In our town of Bedford, Virginia, this is tryout week for the spring play, “Bye Bye Birdie.” My daughter, Cate, is telling me the story of Conrad Birdie, a 1950’s popstar with a striking similarity to Elvis Presley who goes to small town Sweet Apple, Ohio, for a promotional gig. Of course, the play is really about the stories of a cast of less famous characters. And my favorite part is hearing my 14-year-old girl sing “How Lovely to Be a Woman,” a song that the 16-year-old character Kim McAfee sings.
Beyond the plot, I’m also learning that story is powerful for this group of high schoolers. That’s because of the community they build as kids who love theater. They do it together. Story becomes influential amidst community.
I know this to be true from my own family, who are the inheritors of great stories. My grandparents’ home was a simple, lovely double-wide trailer full of stories. We’d gather in the family room in the fall and winter or on lawn chairs by the creek in the summer and spring and tell and listen to family stories. Papaw repeated the wild tales about mica mining and fishing, stories that included my uncles, my great-grandfather Hosea, and mountain neighbors. Mamaw told the stories of kin long since passed before my arrival. There were stories about dogs, and snakes, and Hosea’s pulley contraption that he used to get branch water to the house. But there was also the story about the church fire and the story about Cecil who was shot and killed in his small cinder block mountain grocery story.
We would sit and laugh and interrupt and become respectfully silent depending upon the story. But it was always a group effort and anyone could have repeated these stories that had been told a hundred times before. I desperately wanted my children to know these stories and began telling them when they were barely old enough to listen. It didn’t work, however. They were family stories and not just my stories. My oldest sister, Frankie, became the storyteller for my kids, and they could not get enough of them from her. She has driven them all over the mountains where these things happened and shown them the sacred places and the cemetery where these saints rest. The stories still rattle around my maturing kids’ heads, and they often ask me questions, filling in the details about places and people. They are the family inheritance providing a wealth of resources for answering questions about who we are and what we want to be.

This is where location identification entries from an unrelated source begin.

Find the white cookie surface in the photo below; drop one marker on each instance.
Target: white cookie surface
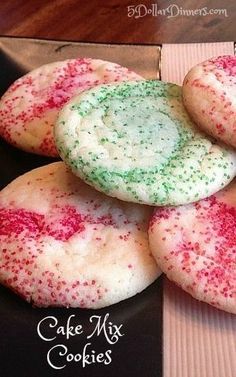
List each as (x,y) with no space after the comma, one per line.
(209,95)
(136,142)
(195,246)
(64,244)
(29,108)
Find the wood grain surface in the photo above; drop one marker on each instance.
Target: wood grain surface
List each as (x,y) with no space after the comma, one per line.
(168,21)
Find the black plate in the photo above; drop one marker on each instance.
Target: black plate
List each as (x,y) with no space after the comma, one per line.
(23,351)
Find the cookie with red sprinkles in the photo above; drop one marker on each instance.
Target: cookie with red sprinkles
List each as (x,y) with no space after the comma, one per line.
(195,246)
(29,108)
(64,244)
(209,94)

Family is one form of human community that passes along stories as resources for making meaning. There are many other forms. Churches are story-telling communities, and the rural congregations that I have served function in very similar patterns to my mountain family. But there are also theater groups, sports teams, quilter clubs, veteran’s associations, and the list is long. Stories thrive in small-scale human community where people are adopted into membership and given a place to belong. Amidst the well-known face-to-face relationships of these small communities, a person comes to feel a part of a story bigger than themselves. It takes a village to tell a good story.
Let me contrast this small-scale storytelling strategy with the largest, best-funded storytelling machine in the world – the Cineplex. Think about what a strange way the mass-market cinema is for telling stories. Now, I confess that we go to see movies all the time. It’s great entertainment, and I do not plan to give it up. “Star Wars: The Last Jedi” comes out December 15, and I can’t wait. But here’s how it goes. We drive 45 minutes from home to the suburban theater in Roanoke, get out of the car and wait in line to pay $44 for tickets. Then we get in line to pay $50 for sodas and popcorn. We walk the long-carpeted hallways to room #6 and find seats near the aisle. We do not know a single soul in the massive, high ceilinged room. As we await the story, the lights are turned off leaving us in the dark of our individual cocoons to passively absorb the amazing display of sight and sound.
I can quote most lines from “A River Runs Through It,” “It’s a Wonderful Life” and “Waking Ned Devine,” but Brad Pitt, Jimmy Stewart, and Ian Bannen have not been the people who have significantly shaped my life. Family like Hosea, Ed, Mae, and Betty and church folks like Charles, Dave, Marjorie, John, Bonnie, and a host of others are the people whose voices and faces rattle around in my mind, putting together the pieces of a story of which I am merely a part.
Elie Wiesel closes a traditional Hasidic story with a proverb in The Gates of the Forest. Wiesel writes, “God made man because He loves stories.” We are awash in stories during the holidays of December. There are so many stories in the air that it is silly to insist on the exclusive priority of any one narrative. The great opportunity of this season is to find renewed meaning amidst community. If you are fortunate enough to be a part of a community whose story has become integral to your own story, then nurture and support that community this time of year. Give thanks for your neighbor who has found these connections in a very different kind of community from yours. And show hospitality to the neighbor who feels alone in the world.
Steve Willis is a Presbyterian (USA) minister who has pastored small town and country churches and currently serves the Collierstown Presbyterian Church in the Shenandoah Valley. His writing about the resilience of rural churches and communities includes the book, Imagining the Small Church, Celebrating a Simpler Path (Rowman and Littlefield, 2012). He is a graduate of the University of North Carolina-Chapel Hill and lives with his family in Bedford, Virginia, where from his front door he can be hiking the Appalachian Trail in 15 minutes.